1 Use gamedata.json for this task. This file contains information of games sold through Steam. Parse out the following information from the data:
- TOP 3 highest metacritic score. Present results using the following format: *Title* has metacritic score of *Score* (for example)
- Games with price discount being 90 % or more. Present results using the following format: *Title* | Discount: *Savings* (for example Metal Gear Solid V: Ground Zeroes | Discount: 90.090090)
- Games having metacritic score higher than steam score. Present results using the following format: *Title* has metacritic score of *MetacriticScore* and steam score of *SteamRatingPercent*

In [6]:
import json
import pandas as pd

# Load game data from JSON file
file = pd.read_json("./Data-Analytics-Exercises/data_files/gamedata.json") 

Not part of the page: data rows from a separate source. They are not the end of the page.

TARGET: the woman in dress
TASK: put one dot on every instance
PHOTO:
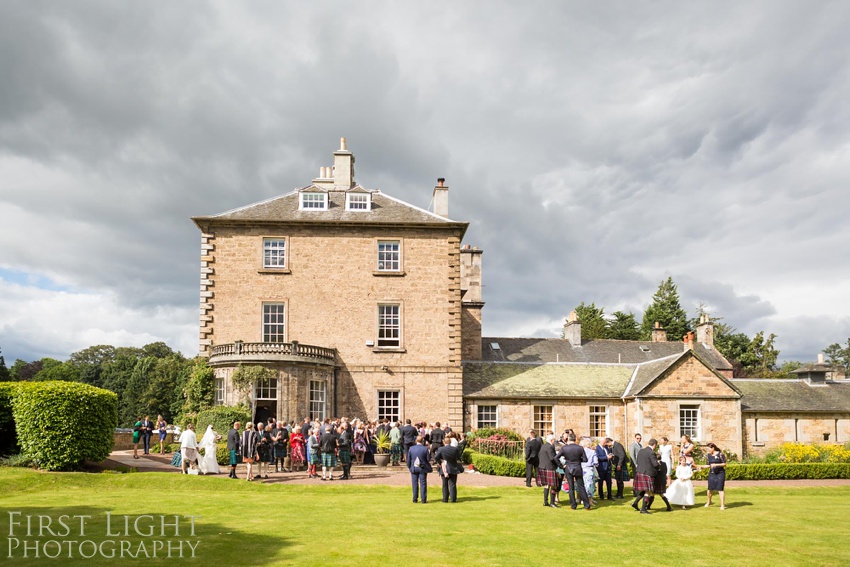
(209, 463)
(716, 474)
(249, 448)
(359, 442)
(665, 454)
(137, 436)
(296, 445)
(687, 449)
(681, 490)
(588, 469)
(162, 429)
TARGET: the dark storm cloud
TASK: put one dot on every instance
(596, 149)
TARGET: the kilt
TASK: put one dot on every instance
(659, 484)
(622, 475)
(547, 477)
(643, 483)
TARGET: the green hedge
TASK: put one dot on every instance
(62, 424)
(220, 417)
(491, 464)
(8, 436)
(782, 471)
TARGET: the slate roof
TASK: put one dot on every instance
(590, 351)
(385, 210)
(793, 396)
(505, 380)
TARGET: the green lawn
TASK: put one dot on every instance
(338, 524)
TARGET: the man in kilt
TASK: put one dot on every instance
(647, 469)
(546, 475)
(620, 467)
(328, 444)
(345, 442)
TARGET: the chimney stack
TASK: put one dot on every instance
(659, 335)
(343, 169)
(705, 330)
(441, 198)
(572, 329)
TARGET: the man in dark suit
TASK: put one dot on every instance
(647, 468)
(450, 461)
(532, 456)
(419, 466)
(147, 431)
(436, 437)
(408, 437)
(233, 445)
(574, 456)
(619, 466)
(603, 455)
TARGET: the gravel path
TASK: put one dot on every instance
(398, 476)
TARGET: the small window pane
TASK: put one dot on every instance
(487, 416)
(389, 256)
(274, 253)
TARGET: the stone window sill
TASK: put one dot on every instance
(274, 271)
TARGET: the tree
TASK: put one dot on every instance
(592, 319)
(623, 326)
(837, 356)
(245, 378)
(666, 309)
(5, 375)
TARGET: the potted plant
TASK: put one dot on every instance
(382, 448)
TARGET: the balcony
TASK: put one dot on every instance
(246, 353)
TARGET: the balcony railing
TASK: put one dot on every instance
(271, 352)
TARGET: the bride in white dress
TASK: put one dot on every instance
(209, 463)
(681, 491)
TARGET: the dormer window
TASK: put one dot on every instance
(314, 201)
(358, 201)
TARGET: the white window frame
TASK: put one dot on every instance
(388, 260)
(266, 390)
(694, 432)
(537, 424)
(313, 201)
(593, 411)
(393, 413)
(318, 404)
(265, 325)
(275, 247)
(382, 327)
(358, 202)
(478, 408)
(219, 391)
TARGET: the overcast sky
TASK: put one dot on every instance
(595, 148)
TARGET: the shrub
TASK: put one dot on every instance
(62, 424)
(782, 471)
(499, 466)
(220, 417)
(8, 436)
(486, 432)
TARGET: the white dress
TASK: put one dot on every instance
(209, 463)
(681, 490)
(666, 452)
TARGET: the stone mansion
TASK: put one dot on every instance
(368, 306)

# Function to get metacritic score
def get_metacritic_score(game):
    return game.get("metacriticScore")

# Function to get game discount
def get_discount(game):
    return float(game.get("savings"))

# Create game data copy and sort by metacritic score in descending order
topgames = gamedata.copy()
topgames.sort(key=get_metacritic_score, reverse=True)

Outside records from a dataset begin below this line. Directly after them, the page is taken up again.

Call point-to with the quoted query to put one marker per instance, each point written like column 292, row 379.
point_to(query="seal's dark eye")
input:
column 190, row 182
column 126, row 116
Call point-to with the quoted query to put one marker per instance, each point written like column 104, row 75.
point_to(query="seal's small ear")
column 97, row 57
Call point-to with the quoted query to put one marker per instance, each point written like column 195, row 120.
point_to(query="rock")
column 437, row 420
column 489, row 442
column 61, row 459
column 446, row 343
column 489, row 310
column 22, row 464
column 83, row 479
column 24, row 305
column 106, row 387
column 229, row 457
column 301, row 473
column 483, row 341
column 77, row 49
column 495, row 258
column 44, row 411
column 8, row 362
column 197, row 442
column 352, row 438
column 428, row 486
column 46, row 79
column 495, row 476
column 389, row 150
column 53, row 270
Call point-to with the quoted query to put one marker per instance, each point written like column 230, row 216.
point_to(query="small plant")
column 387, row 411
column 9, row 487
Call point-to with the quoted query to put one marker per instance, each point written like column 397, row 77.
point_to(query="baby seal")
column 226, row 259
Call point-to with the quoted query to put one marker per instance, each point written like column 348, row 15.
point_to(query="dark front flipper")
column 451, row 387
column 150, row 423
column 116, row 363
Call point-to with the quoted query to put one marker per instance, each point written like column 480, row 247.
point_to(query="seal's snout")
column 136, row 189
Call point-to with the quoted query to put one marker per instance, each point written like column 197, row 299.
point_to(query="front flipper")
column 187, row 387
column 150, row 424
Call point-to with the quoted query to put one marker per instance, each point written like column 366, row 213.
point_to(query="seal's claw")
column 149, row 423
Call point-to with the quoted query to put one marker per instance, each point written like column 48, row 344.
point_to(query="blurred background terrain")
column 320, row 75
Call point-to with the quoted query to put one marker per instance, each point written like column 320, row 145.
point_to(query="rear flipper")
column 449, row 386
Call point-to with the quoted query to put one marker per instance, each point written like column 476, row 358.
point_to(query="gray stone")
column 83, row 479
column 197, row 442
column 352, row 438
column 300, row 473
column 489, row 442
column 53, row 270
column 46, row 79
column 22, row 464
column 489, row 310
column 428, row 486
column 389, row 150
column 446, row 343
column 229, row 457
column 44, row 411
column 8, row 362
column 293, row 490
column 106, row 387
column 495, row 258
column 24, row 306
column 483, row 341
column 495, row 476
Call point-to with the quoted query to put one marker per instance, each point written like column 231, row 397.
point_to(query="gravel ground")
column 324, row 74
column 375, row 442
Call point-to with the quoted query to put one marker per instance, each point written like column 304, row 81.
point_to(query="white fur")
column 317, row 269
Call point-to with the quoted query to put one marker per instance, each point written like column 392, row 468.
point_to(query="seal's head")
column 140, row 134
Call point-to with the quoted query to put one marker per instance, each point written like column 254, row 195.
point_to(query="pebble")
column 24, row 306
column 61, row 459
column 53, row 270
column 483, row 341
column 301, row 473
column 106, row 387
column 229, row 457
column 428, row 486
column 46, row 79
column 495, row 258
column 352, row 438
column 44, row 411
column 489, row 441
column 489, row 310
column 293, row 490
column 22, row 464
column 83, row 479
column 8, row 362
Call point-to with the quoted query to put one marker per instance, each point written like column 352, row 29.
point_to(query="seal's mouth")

# Top 3 games with highest metacritic score
print("Top 3 Games with the Highest Metacritic Score:")
for game in topgames[:3]:
    print(f"{game.get('title')} has a metacritic score of {game.get('metacriticScore')}.")

print("\n")

# Games with 90% discount or more
print("Games with a discount of 90% or more:")
discountedgames = gamedata.copy()
for game in discountedgames:
    discount = get_discount(game)
    if discount >= 90:
        print(f"{game.get('title')} | {discount}%")

print("\n")

# Games with higher metacritic score than Steam score
print("Games with a Higher Metacritic Score than Steam Score:")
for game in gamedata:
    steam_score = game.get("steamRatingPercent")
    metacritic_score = game.get("metacriticScore")
    if steam_score < metacritic_score:
        
        print(f"{game.get('title')} has a metacritic score of {metacritic_score} and a steam score of {steam_score}")


ValueError: Expected object or value

2 Use earthquakes.csv for this task. This file contains information about earthquakes recorded between 1965 and 2016. Earthquake magnitude value describes how strong the earthquake is. Magnitude information can be categorized like presented in the table below (*Source: http://www.geo.mtu.edu/UPSeis/magnitude.html*).

| Magnitude      | Class | Effects |
|----------------|-------|---------|
| 2.4 or less    | Minor | Usually not felt, but can be recorded by seismograph. |
| 2.5 to 5.4     | Light | Often felt, but only causes minor damage. |
| 5.5 to 6.0     | Moderate | Slight damage to buildings and other structures. |
| 6.1 to 6.9     | Strong | May cause a lot of damage in very populated areas. |
| 7.0 to 7.9     | Major | Major earthquake. Serious damage. |
| 8.0 or greater | Great | Great earthquake. Can totally destroy communities near the epicenter. |

Count how many earthquakes have occurred in each class.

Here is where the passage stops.